Wishful thinking I suppose :-D!!

What do we call the fiber if it isn't rolled into a rolag?


----------



## lexierowsell (Dec 10, 2013)

A great list of definitions for noobs like me:

http://abbysyarns.com/2007/08/whats-are-batts-top-roving-and-so-forth


----------



## Marchwind (May 10, 2002)

I'd say it could still be called a batt, maybe a mini batt. I wonder why you are having a hard time spinning from the rolag :huh: Are you spinning from the very end, the rolled end? Pre drafting is always a good way to go.


----------



## lexierowsell (Dec 10, 2013)

March- after reading more terminology I think I actually made more of a "puni"(?), I rolled the fiber off of the card onto a chop stick, imitating the way the elusive blending board seems to work, or so I thought!


----------



## Marchwind (May 10, 2002)

Yup, that's a Puni . I've never spun from a puni. I should make a video on making rolags. Do you gave hand cards or are you using dog brushes?


----------



## lexierowsell (Dec 10, 2013)

I have cards! 









I am having far far far too much fun with this. I have spun 8 oz of the commercial roving I had for felting, plied two of those ounces, and JUST switched back to my clean piece of Ella fleece, and am carding (evidence in the photo!) and spinning it up as fast as possible!

From felting roving:








Plied, two felting rovings:








Ella (I have since stopped this piece and decided to restart it, wanna spin it finer!)


----------



## Marchwind (May 10, 2002)

Here's a video by Ashford.

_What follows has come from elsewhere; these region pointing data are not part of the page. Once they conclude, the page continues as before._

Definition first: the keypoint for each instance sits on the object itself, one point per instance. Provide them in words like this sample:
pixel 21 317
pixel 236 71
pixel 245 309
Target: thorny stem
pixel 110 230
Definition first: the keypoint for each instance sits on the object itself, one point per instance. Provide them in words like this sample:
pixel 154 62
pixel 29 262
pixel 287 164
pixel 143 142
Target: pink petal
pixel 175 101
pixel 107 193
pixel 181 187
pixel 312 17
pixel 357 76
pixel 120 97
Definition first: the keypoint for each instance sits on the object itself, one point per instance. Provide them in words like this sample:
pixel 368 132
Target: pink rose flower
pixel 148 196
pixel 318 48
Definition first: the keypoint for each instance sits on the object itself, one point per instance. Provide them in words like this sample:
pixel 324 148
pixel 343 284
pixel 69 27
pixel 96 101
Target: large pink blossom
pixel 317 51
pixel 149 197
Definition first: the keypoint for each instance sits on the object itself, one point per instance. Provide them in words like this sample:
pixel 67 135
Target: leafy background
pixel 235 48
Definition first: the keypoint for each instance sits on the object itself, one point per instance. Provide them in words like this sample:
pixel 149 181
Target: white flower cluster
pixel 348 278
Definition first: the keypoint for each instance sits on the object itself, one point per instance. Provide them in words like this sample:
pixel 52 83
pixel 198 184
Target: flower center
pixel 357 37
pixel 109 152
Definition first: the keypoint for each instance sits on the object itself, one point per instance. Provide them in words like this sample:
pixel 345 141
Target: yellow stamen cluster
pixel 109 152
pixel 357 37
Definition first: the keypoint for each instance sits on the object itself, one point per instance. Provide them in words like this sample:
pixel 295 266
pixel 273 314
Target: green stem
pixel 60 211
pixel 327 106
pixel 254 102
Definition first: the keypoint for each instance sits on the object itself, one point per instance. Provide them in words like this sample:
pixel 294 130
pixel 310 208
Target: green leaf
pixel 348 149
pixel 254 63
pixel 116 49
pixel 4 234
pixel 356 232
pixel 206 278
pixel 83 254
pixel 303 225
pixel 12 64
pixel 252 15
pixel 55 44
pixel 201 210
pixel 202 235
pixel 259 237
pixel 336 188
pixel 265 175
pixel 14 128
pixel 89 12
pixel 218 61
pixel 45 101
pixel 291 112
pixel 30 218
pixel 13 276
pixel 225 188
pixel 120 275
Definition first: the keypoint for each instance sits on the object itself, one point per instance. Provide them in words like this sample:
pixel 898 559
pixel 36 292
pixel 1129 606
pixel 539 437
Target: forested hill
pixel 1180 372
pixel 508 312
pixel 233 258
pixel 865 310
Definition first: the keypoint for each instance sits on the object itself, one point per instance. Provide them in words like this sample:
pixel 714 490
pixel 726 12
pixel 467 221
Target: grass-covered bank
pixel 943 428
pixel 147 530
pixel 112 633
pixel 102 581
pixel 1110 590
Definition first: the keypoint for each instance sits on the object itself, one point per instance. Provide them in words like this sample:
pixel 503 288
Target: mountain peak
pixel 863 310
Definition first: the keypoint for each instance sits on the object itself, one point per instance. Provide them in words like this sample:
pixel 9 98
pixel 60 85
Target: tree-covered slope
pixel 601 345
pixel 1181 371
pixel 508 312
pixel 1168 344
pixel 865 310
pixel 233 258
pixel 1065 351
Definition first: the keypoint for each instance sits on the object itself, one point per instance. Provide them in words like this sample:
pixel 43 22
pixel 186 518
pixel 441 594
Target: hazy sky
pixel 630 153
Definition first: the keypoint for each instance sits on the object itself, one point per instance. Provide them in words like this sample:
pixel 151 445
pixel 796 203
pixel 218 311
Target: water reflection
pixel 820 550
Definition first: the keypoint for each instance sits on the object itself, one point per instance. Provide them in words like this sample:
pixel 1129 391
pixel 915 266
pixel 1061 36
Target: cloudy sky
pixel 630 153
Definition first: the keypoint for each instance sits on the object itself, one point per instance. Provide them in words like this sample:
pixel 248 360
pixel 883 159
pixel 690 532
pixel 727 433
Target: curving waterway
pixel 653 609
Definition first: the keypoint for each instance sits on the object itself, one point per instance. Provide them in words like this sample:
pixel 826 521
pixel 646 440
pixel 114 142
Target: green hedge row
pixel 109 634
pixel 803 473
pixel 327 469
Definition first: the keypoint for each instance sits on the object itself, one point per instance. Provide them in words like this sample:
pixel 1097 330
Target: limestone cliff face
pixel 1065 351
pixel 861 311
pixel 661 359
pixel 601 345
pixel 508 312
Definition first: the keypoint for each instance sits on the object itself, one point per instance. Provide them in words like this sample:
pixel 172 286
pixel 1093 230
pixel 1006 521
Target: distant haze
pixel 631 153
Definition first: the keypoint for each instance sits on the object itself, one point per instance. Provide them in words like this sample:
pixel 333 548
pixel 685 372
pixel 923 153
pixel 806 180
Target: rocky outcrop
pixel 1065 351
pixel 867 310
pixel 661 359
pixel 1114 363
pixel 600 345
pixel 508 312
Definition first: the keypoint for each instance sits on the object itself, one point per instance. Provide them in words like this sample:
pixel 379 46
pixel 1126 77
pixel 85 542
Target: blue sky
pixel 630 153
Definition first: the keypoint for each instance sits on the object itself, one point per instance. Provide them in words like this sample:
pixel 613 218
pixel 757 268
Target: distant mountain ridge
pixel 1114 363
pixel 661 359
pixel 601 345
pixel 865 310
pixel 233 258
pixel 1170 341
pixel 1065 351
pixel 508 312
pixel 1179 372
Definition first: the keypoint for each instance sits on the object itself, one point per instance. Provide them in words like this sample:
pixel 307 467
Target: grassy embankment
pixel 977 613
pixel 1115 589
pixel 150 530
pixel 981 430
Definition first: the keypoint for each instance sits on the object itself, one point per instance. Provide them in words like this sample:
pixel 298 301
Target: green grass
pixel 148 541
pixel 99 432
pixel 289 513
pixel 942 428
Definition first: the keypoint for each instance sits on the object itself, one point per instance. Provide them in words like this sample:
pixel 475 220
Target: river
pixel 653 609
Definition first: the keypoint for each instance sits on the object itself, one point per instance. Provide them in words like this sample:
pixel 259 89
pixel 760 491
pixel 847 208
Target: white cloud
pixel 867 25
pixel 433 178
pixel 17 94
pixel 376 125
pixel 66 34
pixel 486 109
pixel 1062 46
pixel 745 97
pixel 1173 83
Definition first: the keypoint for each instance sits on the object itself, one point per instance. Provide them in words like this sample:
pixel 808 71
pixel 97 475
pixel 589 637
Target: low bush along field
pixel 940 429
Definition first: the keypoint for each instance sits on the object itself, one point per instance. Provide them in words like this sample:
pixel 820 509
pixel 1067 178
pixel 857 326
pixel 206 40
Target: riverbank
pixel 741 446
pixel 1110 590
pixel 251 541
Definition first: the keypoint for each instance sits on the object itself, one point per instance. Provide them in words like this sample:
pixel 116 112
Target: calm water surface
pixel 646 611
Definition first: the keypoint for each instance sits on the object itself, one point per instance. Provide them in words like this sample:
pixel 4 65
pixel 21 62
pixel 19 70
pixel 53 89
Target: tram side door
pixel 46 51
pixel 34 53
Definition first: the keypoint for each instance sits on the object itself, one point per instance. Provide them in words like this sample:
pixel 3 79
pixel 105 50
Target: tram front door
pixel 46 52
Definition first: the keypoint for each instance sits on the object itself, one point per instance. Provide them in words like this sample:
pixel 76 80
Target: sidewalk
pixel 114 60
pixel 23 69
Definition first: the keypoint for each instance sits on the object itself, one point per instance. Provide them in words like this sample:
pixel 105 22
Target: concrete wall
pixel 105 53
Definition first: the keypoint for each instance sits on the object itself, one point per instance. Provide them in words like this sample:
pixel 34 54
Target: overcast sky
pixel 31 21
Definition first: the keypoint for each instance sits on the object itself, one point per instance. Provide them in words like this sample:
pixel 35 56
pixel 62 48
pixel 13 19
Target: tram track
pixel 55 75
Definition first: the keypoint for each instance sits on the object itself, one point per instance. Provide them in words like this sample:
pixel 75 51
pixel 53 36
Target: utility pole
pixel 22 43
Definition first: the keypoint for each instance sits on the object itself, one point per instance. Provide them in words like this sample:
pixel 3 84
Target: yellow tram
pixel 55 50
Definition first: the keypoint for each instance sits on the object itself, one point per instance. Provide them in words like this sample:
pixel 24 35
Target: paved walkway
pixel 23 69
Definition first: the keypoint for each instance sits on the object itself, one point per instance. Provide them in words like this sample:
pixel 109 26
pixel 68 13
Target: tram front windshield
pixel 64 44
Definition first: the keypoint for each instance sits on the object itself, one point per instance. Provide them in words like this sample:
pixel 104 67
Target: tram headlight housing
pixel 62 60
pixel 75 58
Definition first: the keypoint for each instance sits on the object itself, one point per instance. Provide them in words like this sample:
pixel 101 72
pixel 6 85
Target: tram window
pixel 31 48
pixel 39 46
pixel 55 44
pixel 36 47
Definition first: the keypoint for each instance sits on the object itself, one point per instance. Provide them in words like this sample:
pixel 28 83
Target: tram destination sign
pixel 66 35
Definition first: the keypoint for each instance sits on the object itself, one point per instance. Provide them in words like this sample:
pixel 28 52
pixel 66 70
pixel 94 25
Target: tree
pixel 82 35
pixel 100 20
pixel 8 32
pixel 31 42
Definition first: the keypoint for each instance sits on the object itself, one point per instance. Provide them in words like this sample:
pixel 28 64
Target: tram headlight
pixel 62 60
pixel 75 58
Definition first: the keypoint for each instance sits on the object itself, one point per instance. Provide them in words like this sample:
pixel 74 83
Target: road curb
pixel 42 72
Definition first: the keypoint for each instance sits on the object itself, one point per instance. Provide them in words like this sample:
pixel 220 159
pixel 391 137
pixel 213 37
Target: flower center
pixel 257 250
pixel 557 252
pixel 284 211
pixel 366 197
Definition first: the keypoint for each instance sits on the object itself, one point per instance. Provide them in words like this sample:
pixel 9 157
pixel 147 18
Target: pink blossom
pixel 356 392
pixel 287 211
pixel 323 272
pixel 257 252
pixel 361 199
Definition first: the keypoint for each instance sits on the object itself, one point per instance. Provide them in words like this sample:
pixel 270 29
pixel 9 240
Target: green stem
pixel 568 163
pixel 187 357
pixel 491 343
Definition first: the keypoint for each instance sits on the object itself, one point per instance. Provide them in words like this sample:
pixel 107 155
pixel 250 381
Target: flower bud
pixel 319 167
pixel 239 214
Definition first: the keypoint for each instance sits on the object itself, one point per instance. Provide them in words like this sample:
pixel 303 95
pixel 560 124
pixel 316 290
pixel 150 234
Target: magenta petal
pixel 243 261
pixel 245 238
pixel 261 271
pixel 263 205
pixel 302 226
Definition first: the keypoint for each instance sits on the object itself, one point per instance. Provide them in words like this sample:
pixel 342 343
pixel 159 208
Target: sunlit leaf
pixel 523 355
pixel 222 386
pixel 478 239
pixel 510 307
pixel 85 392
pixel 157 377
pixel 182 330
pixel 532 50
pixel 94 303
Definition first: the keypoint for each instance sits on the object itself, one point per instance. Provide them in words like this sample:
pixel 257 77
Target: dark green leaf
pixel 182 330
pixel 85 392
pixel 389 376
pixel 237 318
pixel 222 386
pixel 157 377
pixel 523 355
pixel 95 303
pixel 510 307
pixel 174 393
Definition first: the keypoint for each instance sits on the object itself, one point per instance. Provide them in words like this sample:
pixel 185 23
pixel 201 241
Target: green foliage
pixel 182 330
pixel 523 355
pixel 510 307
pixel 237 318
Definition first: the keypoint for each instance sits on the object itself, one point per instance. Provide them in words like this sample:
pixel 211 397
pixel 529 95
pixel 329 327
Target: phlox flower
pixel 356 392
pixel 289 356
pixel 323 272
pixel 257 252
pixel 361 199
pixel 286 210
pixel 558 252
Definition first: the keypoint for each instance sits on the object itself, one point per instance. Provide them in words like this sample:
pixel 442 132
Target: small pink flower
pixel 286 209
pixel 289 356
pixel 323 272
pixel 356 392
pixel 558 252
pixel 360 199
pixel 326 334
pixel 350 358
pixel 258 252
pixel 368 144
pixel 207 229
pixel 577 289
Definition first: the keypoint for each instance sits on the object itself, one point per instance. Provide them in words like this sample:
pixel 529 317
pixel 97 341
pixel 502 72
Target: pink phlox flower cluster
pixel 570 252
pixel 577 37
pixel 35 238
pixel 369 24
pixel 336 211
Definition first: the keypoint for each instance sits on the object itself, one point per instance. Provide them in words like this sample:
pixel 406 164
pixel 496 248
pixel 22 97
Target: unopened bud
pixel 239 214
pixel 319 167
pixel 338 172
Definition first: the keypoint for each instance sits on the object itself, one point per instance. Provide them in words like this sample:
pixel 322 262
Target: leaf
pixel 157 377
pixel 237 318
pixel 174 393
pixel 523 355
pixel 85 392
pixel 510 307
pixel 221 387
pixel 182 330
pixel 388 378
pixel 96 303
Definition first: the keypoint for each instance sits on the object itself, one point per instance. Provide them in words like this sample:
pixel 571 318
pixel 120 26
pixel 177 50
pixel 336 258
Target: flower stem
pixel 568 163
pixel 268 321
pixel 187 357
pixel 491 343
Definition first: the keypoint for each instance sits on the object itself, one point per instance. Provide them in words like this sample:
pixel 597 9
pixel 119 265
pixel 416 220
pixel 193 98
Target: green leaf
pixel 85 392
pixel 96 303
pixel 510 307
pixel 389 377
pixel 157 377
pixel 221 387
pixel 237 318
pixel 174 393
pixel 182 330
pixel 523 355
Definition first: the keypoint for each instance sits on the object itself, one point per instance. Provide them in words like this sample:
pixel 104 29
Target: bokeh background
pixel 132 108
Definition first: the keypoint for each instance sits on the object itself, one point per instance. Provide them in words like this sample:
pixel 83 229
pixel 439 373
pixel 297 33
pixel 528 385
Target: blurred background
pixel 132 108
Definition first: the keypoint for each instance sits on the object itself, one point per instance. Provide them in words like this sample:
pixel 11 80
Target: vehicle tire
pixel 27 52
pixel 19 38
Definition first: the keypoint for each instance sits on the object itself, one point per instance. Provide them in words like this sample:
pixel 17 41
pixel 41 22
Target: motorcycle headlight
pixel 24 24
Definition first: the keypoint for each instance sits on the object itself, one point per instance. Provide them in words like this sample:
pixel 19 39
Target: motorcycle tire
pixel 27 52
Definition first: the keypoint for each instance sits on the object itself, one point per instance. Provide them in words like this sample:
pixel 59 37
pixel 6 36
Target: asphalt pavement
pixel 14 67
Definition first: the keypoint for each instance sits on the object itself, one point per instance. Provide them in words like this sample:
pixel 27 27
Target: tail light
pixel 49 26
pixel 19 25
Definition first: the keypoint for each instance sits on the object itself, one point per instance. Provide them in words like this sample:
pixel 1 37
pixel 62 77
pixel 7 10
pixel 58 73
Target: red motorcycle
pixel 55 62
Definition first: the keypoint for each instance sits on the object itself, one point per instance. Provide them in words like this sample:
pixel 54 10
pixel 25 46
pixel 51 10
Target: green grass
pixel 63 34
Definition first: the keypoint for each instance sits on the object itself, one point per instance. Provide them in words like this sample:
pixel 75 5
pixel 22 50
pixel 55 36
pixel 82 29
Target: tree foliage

It's pretty good. She overloads her hand cards in my opinion but..... Notice that the teeth of the cards do not make contact, much. You don't hear and grating or hashing of teeth. She hand rolls her rolags, which you can do. I tend to use the other card to roll the fiber off its mate. You'll get the idea. http://youtu.be/rDqY2mLooIw
Punis may be a little tight, especially if you have really long fibers.


----------



## Taylor R. (Apr 3, 2013)

I've been meaning to look up hand carding videos, Marchie. That one is great!


----------



## Kasota (Nov 25, 2013)

Look at you go!!!!!!! :clap:


----------